Configuring Hive and Impala for high availability with Hue

To configure Hive for high availability with Hue, you must have two or more HiveServer2 roles. For Impala, you must have two or more Impala daemon (impalad) roles.

  • SSH network access to host machines with a HiveServer2 or Impala Daemon role.
  • External database configured for each H2S and Impala Daemon.
  • Hue Load Balancer Hive/Impala Load Balancer configured with Source IP Persistence.

Source IP Persistence

Without IP Persistence, you may encounter the error, “Results have expired, rerun the query if needed.

Hue supports High Availability through a "load balancer" to HiveServer2 and Impala.

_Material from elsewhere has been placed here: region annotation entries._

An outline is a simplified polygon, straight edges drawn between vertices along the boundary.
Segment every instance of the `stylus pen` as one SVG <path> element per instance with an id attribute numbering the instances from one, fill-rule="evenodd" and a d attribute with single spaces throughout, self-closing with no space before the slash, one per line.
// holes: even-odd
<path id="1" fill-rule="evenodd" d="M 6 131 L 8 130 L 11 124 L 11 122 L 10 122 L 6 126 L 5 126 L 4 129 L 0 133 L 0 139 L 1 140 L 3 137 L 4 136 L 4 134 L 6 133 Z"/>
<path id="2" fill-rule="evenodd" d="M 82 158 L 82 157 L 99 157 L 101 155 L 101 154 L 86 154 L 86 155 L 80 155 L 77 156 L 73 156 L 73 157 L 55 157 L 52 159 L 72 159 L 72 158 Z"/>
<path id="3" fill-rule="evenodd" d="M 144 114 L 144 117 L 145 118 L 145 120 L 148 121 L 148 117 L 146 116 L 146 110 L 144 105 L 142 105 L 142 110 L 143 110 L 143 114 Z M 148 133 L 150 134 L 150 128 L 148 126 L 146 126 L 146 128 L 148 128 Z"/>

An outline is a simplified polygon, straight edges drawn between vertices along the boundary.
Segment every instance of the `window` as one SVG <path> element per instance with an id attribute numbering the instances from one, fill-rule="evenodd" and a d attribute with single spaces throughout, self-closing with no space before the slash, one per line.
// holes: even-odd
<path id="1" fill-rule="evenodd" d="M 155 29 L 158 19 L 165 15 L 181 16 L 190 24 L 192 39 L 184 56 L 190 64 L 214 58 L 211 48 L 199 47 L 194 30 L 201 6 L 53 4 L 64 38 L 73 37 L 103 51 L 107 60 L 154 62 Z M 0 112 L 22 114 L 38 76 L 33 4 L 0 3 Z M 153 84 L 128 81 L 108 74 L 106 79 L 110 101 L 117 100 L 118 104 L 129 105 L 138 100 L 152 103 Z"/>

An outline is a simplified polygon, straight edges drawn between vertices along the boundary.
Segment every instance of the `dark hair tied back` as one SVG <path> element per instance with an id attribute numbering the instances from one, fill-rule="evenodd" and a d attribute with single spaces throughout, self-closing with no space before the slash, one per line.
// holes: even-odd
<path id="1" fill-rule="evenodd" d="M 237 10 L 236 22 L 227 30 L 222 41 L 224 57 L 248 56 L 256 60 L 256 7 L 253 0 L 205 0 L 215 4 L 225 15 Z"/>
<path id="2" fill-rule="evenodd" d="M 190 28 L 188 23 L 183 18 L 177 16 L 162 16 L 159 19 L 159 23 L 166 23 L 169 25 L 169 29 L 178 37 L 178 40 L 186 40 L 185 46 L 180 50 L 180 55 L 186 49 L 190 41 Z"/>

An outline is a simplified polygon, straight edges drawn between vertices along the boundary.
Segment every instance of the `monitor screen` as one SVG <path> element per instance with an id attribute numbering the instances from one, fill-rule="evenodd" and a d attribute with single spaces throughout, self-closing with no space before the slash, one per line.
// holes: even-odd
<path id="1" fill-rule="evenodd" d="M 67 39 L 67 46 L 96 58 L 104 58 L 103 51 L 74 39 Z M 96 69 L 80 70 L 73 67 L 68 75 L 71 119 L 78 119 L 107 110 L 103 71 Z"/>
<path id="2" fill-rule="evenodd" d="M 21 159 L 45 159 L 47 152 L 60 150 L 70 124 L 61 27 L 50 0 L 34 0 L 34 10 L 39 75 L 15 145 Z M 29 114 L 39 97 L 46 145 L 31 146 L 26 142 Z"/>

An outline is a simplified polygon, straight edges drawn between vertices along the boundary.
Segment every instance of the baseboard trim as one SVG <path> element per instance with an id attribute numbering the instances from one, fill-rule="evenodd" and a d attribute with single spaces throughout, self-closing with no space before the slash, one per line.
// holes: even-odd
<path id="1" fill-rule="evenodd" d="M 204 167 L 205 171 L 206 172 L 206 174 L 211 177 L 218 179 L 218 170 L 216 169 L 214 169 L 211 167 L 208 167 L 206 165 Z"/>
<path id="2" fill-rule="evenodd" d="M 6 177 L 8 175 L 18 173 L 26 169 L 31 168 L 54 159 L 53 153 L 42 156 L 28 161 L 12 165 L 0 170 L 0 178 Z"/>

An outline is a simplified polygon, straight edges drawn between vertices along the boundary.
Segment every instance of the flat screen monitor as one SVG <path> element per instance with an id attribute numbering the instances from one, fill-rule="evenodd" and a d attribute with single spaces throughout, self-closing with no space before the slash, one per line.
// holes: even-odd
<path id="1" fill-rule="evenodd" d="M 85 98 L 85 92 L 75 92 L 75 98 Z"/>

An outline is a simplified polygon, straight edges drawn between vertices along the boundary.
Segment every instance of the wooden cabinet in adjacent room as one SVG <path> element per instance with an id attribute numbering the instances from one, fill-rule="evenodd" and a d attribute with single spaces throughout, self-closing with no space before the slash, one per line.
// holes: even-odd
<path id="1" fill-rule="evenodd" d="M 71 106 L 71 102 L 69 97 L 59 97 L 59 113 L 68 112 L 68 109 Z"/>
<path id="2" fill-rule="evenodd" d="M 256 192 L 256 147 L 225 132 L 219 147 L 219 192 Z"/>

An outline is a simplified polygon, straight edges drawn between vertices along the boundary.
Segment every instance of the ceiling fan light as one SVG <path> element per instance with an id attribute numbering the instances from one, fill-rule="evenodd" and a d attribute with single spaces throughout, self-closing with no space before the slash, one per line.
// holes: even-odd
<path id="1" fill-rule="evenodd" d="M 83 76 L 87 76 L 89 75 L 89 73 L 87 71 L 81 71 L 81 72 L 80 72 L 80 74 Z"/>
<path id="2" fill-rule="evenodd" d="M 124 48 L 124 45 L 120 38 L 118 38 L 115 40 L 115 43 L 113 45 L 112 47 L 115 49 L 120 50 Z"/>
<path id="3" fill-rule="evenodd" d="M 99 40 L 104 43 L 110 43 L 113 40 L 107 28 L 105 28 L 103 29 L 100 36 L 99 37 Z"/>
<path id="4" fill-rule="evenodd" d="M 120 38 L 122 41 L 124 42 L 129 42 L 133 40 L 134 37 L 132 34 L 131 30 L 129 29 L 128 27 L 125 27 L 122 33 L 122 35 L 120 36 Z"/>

Because the underlying Hue thrift libraries reuse TCP connections in a pool, a single user session may not have the same TCP connection. If a TCP connection is balanced away from a HiveServer2 or Impalad instance, the user session and its queries (running or returned) can be lost and trigger the “Results have expired" error.

To prevent sessions from being lost, configure the Hive/Impala Load Balancer with Source IP Persistence so that each Hue instance sends all traffic to a single HiveServer2/Impala instance. Of course, this is not true load balancing, but a configuration for failover High Availability.

To prevent sessions from timing out while in use, add more Hue Server instances, so that each can be pinned to another HiveServer2/Impala instance. And for both HiveServer2/Impala, set the affinity timeout (that is, the timeout to close persisted sessions) to be longer than the Impala query and session timeouts.

For the best load distribution, create multiple profiles in your load balancer, per port, for both non-Hue clients and Hue clients. Have non-Hue clients distribute loads in a round robin and configure Hue clients with source IP Persistence on dedicated ports, for example, 21000 for impala-shell, 21050 for impala-jdbc, and 21051 for Hue.

  1. In Cloudera Manager, add roles for HiveServer2 and for Impala daemon:
    1. Configure the cluster with at least two roles for HiveServer2:
      1. Go to the Hive service and select Actions > Add Role Instances.
      2. Click HiveServer2, assign one or more hosts, and click OK > Continue.
      3. Check each role and select Actions for Selected > Start and click Start.
    2. Configure the cluster with at least two roles for Impala Daemon:
      1. Go to the Impala service and select Actions > Add Role Instances.
      2. Click Impala Daemon, assign one or more hosts, and click OK > Continue.
      3. Check each role and select Actions for Selected > Start and click Start.
  2. Install a proxy service:

    This is an example of how to add a proxy server for each HiveServer2 and Impala Daemon with multiple profiles using the open source TCP/HTTP load balancer, HAProxy.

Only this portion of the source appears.